In this stream of research, [9] analysed the mathematical properties of the h index, and [3]proposed to employ a stochastic model for an author’s production/citation patterns. Following this mathematical formalisation, it becomes possible to analyse the h-index of individual researchers, whether or not in different fields, and compare them with each other.
Along a more empirical research line, [13] proposed to use a simple multiplicative correction to the h index to take into account the differences among researchers coming from different sectors, thus allowing a fair and sustainable comparison. They propose in particular a table with such normalizing factors, according to specific distributional assumptions of the citations.
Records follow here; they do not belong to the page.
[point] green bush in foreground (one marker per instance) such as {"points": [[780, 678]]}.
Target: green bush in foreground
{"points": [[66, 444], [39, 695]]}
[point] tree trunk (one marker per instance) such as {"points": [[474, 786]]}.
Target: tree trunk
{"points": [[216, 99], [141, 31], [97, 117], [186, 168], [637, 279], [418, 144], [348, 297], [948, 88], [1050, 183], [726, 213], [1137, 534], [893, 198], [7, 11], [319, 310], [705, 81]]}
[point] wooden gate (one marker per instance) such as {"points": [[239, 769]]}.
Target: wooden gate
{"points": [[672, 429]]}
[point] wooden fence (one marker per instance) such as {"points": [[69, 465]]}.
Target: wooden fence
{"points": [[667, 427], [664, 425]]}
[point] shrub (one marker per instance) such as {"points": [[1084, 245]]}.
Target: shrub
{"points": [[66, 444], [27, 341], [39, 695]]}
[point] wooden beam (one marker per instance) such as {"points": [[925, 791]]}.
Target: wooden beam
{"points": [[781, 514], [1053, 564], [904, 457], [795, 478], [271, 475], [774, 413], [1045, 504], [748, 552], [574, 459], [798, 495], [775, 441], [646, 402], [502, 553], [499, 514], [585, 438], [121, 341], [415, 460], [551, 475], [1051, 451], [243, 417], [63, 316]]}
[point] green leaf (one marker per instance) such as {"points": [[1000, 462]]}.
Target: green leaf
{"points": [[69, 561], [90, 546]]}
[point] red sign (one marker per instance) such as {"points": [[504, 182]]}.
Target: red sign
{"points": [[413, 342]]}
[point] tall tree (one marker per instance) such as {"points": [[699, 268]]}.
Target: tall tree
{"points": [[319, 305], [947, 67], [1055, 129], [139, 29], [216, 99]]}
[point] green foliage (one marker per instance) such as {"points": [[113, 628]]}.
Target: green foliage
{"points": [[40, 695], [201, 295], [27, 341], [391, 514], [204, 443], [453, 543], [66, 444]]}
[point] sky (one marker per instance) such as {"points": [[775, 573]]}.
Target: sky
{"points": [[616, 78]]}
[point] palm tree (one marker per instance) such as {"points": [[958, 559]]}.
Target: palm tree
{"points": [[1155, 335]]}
Their approach provides a simple way to explain and measure differences between different scientific fields. In a similar vein, [2] propose a rescaling procedure based on the Gini entropy and [12] propose a different rescaling, that takes into account the number of coautors: the fractional h-index.
We employ both streams of research as a starting point. More precisely, we follow [6], who, expanding the contribution of [9], propose a statistical approach that indicates that a Poisson distribution is a well suited approximation for the distribution of the h-index. In this paper we will show that a Poisson distribution is well suited to explain the drivers of the h-index. And we will employ this theoretical result to understand whether the h-index of a scientist depends on his/her filed of research, following the research line of [13], also followed by [15].
The paper is organized as follows: in Methodology section we review the proposal of [6] and formalise the model; in Application section we apply the new approach to a database of scientists homogeneous by nationality and, therefore, by scientific culture. Finally, Discussion section contains some concluding remarks.
Methodology
The paper of [11] has proposed a ”transparent, unbiased and very hard to rig measure” ([1]): the h index.
According to the definition, a scientist has index h if [math]\displaystyle{ h }[/math] of his or her n papers have at least [math]\displaystyle{ h }[/math] citations each and the other [math]\displaystyle{ (n-h) }[/math] papers have [math]\displaystyle{ ≤ h }[/math] citations each.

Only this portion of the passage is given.